Question: EXCERCISE 0 1 . Flexible Budget Analysis for Delta Manufacturing Background: Delta Manufacturing produces electronic components. The company prepares flexible budgets to adjust its operations

EXCERCISE 01. Flexible Budget Analysis for Delta Manufacturing
Background: Delta Manufacturing produces electronic components. The company prepares flexible budgets to adjust its operations according to various production levels. Management uses these budgets to monitor performance and make operational decisions.
Data Provided: Delta Manufacturing has predicted its costs at different levels of production for the upcoming quarter. The costs include direct materials, direct labor, and variable overhead.
Costs at 100% Activity Level (20,000 units):
Direct Materials: $4.00 per unit
Direct Labor: $3.00 per unit
Variable Overhead: $2.00 per unit
Fixed Overhead Costs: $50,000 per quarter
Required:
1. Prepare a Flexible Budget:
o Compute the budgeted costs for production levels of 60%,75%,90%, and 100%. o Show how each cost category (materials, labor, and variable overhead) adjusts with changes in the production level.
2. Actual Performance Review:
o Assume that Delta Manufacturing operated at 85% capacity during the last quarter and incurred the following actual costs:
Direct Materials: $68,000
Direct Labor: $52,000
Variable Overhead: $36,000
Fixed Overhead: $50,000
o Prepare a flexible budget for 85% capacity and compare it to actual costs. Identify variances and discuss possible reasons for each variance.
3. Management Discussion:
o Based on the variances identified, provide recommendations for areas where management should focus to improve cost control and operational efficiency in the next quarter.
EXCERCISE 02: Analyze and Evaluate the Companys Strategies and Performance Based on the data and observations from the company's budget and performance reports given in class, your task is to analyze the strategies implemented and evaluate their effectiveness. Your analysis should explore the impact of these strategies, including both positive outcomes and potential risks.
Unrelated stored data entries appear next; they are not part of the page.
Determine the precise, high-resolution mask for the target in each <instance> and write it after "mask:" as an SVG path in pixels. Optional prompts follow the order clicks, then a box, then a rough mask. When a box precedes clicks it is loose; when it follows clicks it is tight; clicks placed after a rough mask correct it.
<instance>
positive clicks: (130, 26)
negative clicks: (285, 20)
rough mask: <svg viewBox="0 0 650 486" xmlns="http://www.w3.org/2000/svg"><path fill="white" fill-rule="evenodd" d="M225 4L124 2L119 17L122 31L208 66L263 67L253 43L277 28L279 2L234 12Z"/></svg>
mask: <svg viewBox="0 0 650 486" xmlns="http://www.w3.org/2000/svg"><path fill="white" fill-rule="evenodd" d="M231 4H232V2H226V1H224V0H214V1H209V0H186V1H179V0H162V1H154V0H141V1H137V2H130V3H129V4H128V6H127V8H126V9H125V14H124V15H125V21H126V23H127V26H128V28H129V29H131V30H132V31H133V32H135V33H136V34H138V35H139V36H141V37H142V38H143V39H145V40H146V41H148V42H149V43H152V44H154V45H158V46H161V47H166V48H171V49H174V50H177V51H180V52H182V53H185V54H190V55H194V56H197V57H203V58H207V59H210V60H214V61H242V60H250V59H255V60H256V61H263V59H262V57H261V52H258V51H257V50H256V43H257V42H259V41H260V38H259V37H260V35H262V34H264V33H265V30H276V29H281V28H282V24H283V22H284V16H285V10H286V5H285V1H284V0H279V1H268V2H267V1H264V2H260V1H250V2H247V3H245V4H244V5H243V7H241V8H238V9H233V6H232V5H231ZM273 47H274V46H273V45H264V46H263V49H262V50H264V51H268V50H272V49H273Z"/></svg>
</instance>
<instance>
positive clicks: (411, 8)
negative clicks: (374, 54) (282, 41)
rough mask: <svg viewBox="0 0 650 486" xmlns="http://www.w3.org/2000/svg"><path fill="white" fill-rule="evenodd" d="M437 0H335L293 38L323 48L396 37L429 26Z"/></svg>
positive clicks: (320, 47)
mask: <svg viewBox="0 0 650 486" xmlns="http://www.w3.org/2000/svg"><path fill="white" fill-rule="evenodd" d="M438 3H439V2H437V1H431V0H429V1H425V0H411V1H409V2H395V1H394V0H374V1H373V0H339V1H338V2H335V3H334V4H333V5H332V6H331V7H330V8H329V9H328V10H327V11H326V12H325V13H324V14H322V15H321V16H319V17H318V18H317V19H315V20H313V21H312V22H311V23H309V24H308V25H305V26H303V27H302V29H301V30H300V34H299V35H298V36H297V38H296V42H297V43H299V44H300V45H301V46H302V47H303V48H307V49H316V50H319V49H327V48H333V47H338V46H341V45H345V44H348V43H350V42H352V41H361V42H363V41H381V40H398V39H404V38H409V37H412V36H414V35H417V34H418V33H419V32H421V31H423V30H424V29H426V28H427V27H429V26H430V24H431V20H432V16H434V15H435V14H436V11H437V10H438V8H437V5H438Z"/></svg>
Use the structure provided below to identify key strategies, assess their effectiveness, and make recommendations for optimization. Instructions for the Analysis
1. Identify the Key Strategies Implemented by the Company, or weaknesses
Use the performance data to identify the strategies the company has applied, such as:
o Eased credit terms to drive sales volume
o Improved product quality through increased COGS per unit o Increased sales commissions to incentivize the sales team
o Higher advertising spending to promote the product o Increased salaries to retain employees and reward high performance
2. Assess the Impact of Each Strategy For each strategy identified, analyze both positive and negative impacts based on the variances provided. Use the following structure:
Strategy: (Explain the companys approach, e.g., increasing product quality by raising COGS per unit)
Impact:
o Positive Impact: (How did the strategy contribute to the favorable outcomes? Consider sales volume, revenue, and customer satisfaction.)
o Negative Impact: (What risks or unfavorable outcomes were associated with this strategy, such as increased costs or higher bad debt?)
Effectiveness: (Was the strategy successful in achieving its goal? Provide reasoning based on the data, such as favorable or unfavorable variances.)
3. Evaluate the Companys Overall Performance Using your analysis of each strategy, provide a comprehensive evaluation of the companys performance:
Sales Volume: How did the strategies (e.g., credit terms, commissions) contribute to the favorable volume variance of 2,370 units?
Selling Price: How did the improvement in product quality justify the higher selling price (20.2 USD vs.20 USD)?
Profitability: Although revenues increased, how did increased costs (COGS, commissions, salaries, advertising) impact profit margins? 4. Make Recommendations for Optimization Based on your analysis, suggest ways to optimize the companys strategies to maintain growth while managing risks. Use the following structure for each recommendation:
Monitor and Adjust Credit Terms: (How can the company continue to boost sales while minimizing bad debts?)
Optimize Advertising Spending: (What metrics should the company use to ensure advertising ROI is positive?) Align Salary Increases with Performance Targets: (How can the company ensure salary increases remain sustainable?)
Control COGS to Maintain Margins: (How can the company balance product quality with profitability?)